A New Platform for OS Research and Dependable Systems
The Need of Singularity
Software runs on a platform that has evolved over the past 40 years and is increasingly showing its age. This platform is the vast collection of code-operating systems, programming languages, compilers, libraries, run-time systems, middleware, etc.-and hardware that enables a program to execute. On one hand, this platform is an enormous success in both financial and practical terms. The platform forms the foundation of the $179 billion dollar packaged software industry and has enabled revolutionary innovations such as the Internet. On the other hand, the platform and software running on it are less robust, reliable, and secure than most users (and developers!) would wish.
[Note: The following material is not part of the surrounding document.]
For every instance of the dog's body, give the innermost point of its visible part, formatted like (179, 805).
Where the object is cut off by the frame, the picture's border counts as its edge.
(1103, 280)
Part of the problem is that our current platform has not evolved far beyond the computer architectures, operating systems, and programming languages of the 1960's and 1970's. The computing environment of that period was very different from today's milieu. Computers were extremely limited in speed and memory capacity; used only by a small group of technically literate and non-malicious users; and were rarely networked or connected to physical devices. None of these characteristics remains true, but modern computer architectures, operating systems, and programming languages have not evolved to accommodate a fundamental shift in computers and their use.
With its exponential rate of progress, hardware evolution commonly appears to drive fundamental changes in systems and applications. Software, with its more glacial progress, rarely creates opportunities for fundamental improvements. However, software does evolve, and its change makes it possible-and necessary-to rethink old assumptions and practices. Advances in programming languages, run-time systems, and program analysis tools provide the building blocks to construct architectures and systems that are more dependable and robust than existing systems.
Languages and tools based on these advances are in use detecting and preventing programming errors. Less well explored is how these mechanisms enable deep changes in system architecture, which in turn might advance the ultimate goal of preventing and mitigating software defects.
What Is Singularity
Singularity is a research project in Microsoft Research that started with the question: what would a software platform look like if it was designed from scratch with the primary goal of dependability, instead of the more common goal of performance? Singularity is working to answer this question by building on advances in programming languages and programming tools to develop and build a new system architecture and operating system (named Singularity), with the aim of producing a more robust and dependable software platform. Although dependability is difficult to measure in a research prototype, Singularity shows the practicality of new technologies and architectural decisions, which should lead to more robust and dependable systems in the future.
Design of Singularity
A key aspect of Singularity is an extension model based on Software-Isolated Processes (SIPs), which encapsulate pieces of an application or a system and provide information hiding, failure isolation, and strong interfaces. SIPs are used throughout the operating system and application software. It is believed that building a system on this abstraction will lead to more dependable software.
SIPs are not just used to encapsulate application extensions. Singularity uses a single mechanism for both protection and extensibility, instead of the conventional dual mechanisms of processes and dynamic code loading. As a consequence, Singularity needs only one error recovery model, one communication mechanism, one security policy, and one programming model, rather than the layers of partially redundant mechanisms and policies in current systems. A key experiment in Singularity is to construct an entire operating system using SIPs and demonstrate that the resulting system is more dependable than a conventional system.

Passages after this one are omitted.